Für die echte „Ahle Wurst“ verboten ist der Einsatz von Starterkulturen, sind Geschmacksverstärker und Stabilisatoren. Statt Pökelsalz wird allein Salinen- beziehungsweise Kochsalz akzeptiert. Gewürzt wird mit Pfeffer, Piment, Koriander, Salpeter, Knoblauch, Senfsaaten und Haushaltszucker; regional variiert wird mit Kümmel, Muskat, Nelke, Rum oder Weinbrand. Die schlachtwarme Verarbeitung wird sich dagegen kaum festschreiben lassen, da es vielerorts keine Schlachtstätten mehr gibt.

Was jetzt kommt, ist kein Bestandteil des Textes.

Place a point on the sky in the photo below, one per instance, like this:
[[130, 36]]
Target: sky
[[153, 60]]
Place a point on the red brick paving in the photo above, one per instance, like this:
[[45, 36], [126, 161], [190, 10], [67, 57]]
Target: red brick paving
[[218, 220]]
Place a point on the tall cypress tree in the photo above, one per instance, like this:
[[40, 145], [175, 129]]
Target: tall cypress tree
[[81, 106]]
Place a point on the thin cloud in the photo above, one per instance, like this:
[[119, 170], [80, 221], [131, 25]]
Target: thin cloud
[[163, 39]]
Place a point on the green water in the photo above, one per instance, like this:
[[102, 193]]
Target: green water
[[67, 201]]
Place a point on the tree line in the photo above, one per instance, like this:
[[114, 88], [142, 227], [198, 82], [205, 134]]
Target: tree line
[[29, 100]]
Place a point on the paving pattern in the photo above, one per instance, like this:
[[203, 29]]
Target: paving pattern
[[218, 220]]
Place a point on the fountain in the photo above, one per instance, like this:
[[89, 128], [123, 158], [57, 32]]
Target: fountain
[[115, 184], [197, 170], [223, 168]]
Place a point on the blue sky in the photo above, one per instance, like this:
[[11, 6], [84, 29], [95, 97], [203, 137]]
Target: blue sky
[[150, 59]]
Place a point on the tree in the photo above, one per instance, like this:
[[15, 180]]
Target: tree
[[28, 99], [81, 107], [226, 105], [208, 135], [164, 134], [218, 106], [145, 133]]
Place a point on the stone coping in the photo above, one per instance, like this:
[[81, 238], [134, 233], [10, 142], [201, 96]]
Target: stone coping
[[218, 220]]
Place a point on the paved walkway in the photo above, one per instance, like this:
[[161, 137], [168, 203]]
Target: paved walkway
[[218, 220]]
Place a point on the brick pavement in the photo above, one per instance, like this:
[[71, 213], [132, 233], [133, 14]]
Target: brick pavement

Abgefüllt in Kranz- und Fettdärme der in geklebte Schweinedärme, reift die Wurst drei bis neun Monate bei Temperaturen zwischen zehn und 15 Grad: Die Metzger nutzen dafür vorzugsweise Reiferäume aus Lehm, manche behandeln ihre Spezialität zusätzlich mit Kaltrauch. Einst war die Reifung auf die kühlen Monate („R“-Monate) beschränkt, heute kann mit kühltechnischer Unterstützung die „Ahle“ zu jeder Jahreszeit gedeihen. Eine Reihe von Herstellern übrigens hat sich schon dem Herkunftsschutzreglement freiwillig unterworfen, wird jedes Jahr zertifiziert und teilt das den Abnehmern mit einem Siegel mit, das auf die traditionelle Produktion verweist.
Die „Ahle“ mit ihrer mürben Konsistenz und dem dezent gewürzten Fleischaroma ist für ihre Fans ein echtes Kulturgut. Und Fleischermeister Thomas Koch zum Beispiel stellt sie nicht nur her, sondern hat ihr in Calden bei Kassel auch ein kleines Museum eingerichtet. „Vom Schwein zur Wurst“ heißt die Ausstellung darin, bei der Fleischverarbeitung wie im Mittelalter gezeigt wird.